Sementara itu, Tim Investigasi BP2 Tipikor - LAI, Randika Puri menyampaikan, pihaknya meyakini banyak pihak-pihak yang harus diperiksa pihak Kejagung dan jangan berhenti hanya memeriksa sekitar 6 perusahaan dan menetapkan 16 orang tersangka.
Baca juga: Sosok dan Peran B Jenderal Bintang 4 yang Terlibat Kasus Korupsi Timah Sebagai Bekingan Harvey Moeis
"Kami mendesak pihak Kejagung untuk memeriksa puluhan perusahaan lainnya serta instansi pemberi izin dan pengawas dari berbagai instansi terkait yang belum diperiksa," pinta dia.
Menurut dia, perusahaan tersebut diduga melakukan penambangan di wilayah IUP PT Timah menggunakan alat-alat berat, dengan berkedok tambang rakyat.
“Kejagung jangan tebang pilih dalam kasus ini. TK yang mengendalikan PT BIP, yang juga pemain tambang timah di Babel, patut untuk diperiksa termasuk harta kekayaannya. Dengan tidak diperiksanya puluhan perusahaan tambang di Babel termasuk pihak Kementerian maupun Dinas Lingkungan Hidup, Minerba, Ditjen Pajak, dan instansi terkait lainnya keseriusan Kejagung patut untuk dipertanyakan," jelas Randika.
Daftar Tersangka dan Nilai Kerugian Negara
Hingga kini sudah ada 16 tersangka dalam kasus korupsi timah ini.

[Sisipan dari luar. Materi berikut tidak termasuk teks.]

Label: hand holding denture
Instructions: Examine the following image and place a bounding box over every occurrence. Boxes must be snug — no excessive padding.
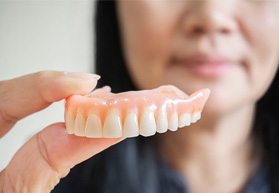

Di antara para tersangka yang sudah ditetapkan sebelumnya, terdapat penyelenggara negara, yakni: M Riza Pahlevi Tabrani (MRPT) selaku mantan Direktur Utama PT Timah; Emil Emindra (EML) selaku Direktur Keuangan PT Timah tahun 2017 sampai dengan 2018; dan Alwin Albar (ALW) selaku Direktur Operasional tahun 2017, 2018, 2021 sekaligus Direktur Pengembangan Usaha tahun 2019 sampai dengan 2020 PT Timah.
Kemudian selebihnya merupakan pihak swasta, yakni: Pemilik CV Venus Inti Perkasa (VIP), Tamron alias Aon (TN); Manajer Operasional CV VIP, Achmad Albani (AA); Komisaris CV VIP, BY; Direktur Utama CV VIP, HT alias ASN; General Manager PT Tinindo Inter Nusa (TIN) Rosalina (RL); Direktur Utama PT Sariwiguna Bina Sentosa (SBS) berinisial RI; Suwito Gunawan (SG) alias Awi selaku pengusaha tambang di Pangkalpinang; Gunawan alias MBG selaku pengusaha tambang di Pangkalpinang; Direktur Utama PT Refined Bangka Tin (RBT), Suparta (SP); Direktur Pengembangan Usaha PT RBT, Reza Andriansyah (RA); Manajer PT Quantum Skyline Exchange, Helena Li; dan perwakilan PT RBT, Harvey Moeis.
Sedangkan dalam obstruction of justice (OOJ), Kejaksaan Agung telah menetapkan Toni Tamsil alias Akhi, adik Tamron sebagai tersangka.
Nilai kerugian negara pada kasus ini ditaksir mencapai Rp 271 triliun.
Bahkan menurut Direktur Penyidikan pada Jampidsus Kejaksan Agung, nilai Rp 271 triliun itu akan terus bertambah. Sebab nilai tersebut baru hasil penghitungan kerugian perekonomian, belum ditambah kerugian keuangan.
"Itu tadi hasil penghitungan kerugian perekonomian. Belum lagi ditambah kerugian keuangan negara. Nampak sebagian besar lahan yang ditambang merupakan area hutan dan tidak ditambal," kata Dirdik Jampidsus Kejaksaan Agung, Kuntadi dalam konferensi pers Senin (19/2/2024).
Akibat perbuatan yang merugikan negara ini, para tersangka di perkara pokok dijerat Pasal 2 Ayat (1) dan Pasal 3 jo. Pasal 18 Undang-Undang RI Nomor 31 Tahun 1999 sebagaimana diubah dan ditambah dengan Undang-Undang Nomor 20 Tahun 2001 jo. Undang-Undang RI Nomor 31 Tahun 1999 tentang Perubahan atas Undang-Undang RI Nomor 31 Tahun 1999 tentang Pemberantasan Tindak Pidana Korupsi jo. Pasal 55 Ayat (1) ke-1 KUHP.
Kemudian tersangka OOJ dijerat Pasal 21 Undang-Undang Pemberantasan Tindak Pidana Korupsi.